Abstract:
The rising cost of private health insurance and constraints within public health systems are global concerns. Genetic testing presents a transformative opportunity for health care to enhance health outcomes and optimise resource allocation through personalised medicine, early diagnosis, targeted treatments, managed care, and improved drug development. However, ethical and policy issues arise, including privacy, discrimination and equitable access to testing. Balancing these against potential health benefits poses a complex challenge. While some advocate for restricting health insurers from using genetic data, others argue that well-regulated private insurance can ensure affordability, improved health outcomes, and innovative care adoption.
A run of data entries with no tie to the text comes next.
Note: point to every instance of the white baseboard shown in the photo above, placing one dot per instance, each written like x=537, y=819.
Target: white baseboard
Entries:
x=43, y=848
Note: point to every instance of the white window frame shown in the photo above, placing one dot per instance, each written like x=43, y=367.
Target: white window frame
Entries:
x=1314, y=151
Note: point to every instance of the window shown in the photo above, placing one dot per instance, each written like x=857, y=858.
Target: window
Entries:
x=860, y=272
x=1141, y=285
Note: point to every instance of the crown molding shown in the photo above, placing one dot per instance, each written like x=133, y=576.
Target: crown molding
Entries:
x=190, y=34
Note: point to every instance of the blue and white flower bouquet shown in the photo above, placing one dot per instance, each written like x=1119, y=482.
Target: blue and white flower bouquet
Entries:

This article explores examples of improved health outcomes through genetic testing, identifies areas of risk related to insurers\' use of genetic data, evaluates the adequacy of New Zealand\'s legal framework, and emphasises the need for ethical and equitable policy solutions. The broader issues of data governance, biases in algorithms, and implications of artificial intelligence and machine learning warrant separate exploration.
摘要:
私人健康保险的成本上涨和公共卫生系统内的限制是全球关注的问题。基因检测为医疗保健提供了一个变革性的机会,以增强健康结果并通过个性化医疗优化资源分配,早期诊断,有针对性的治疗,管理式护理,改善药物开发。然而,出现道德和政策问题,包括隐私,歧视和公平获得测试。平衡这些与潜在的健康益处构成了一个复杂的挑战。虽然一些人主张限制健康保险公司使用遗传数据,其他人认为监管良好的私人保险可以确保负担能力,改善健康结果,和创新的护理采用。本文探讨了通过基因检测改善健康结果的例子,确定与保险公司使用遗传数据相关的风险领域,评估新西兰法律框架的充分性,并强调需要道德和公平的政策解决方案。更广泛的数据治理问题,算法中的偏见,人工智能和机器学习的含义需要单独探索。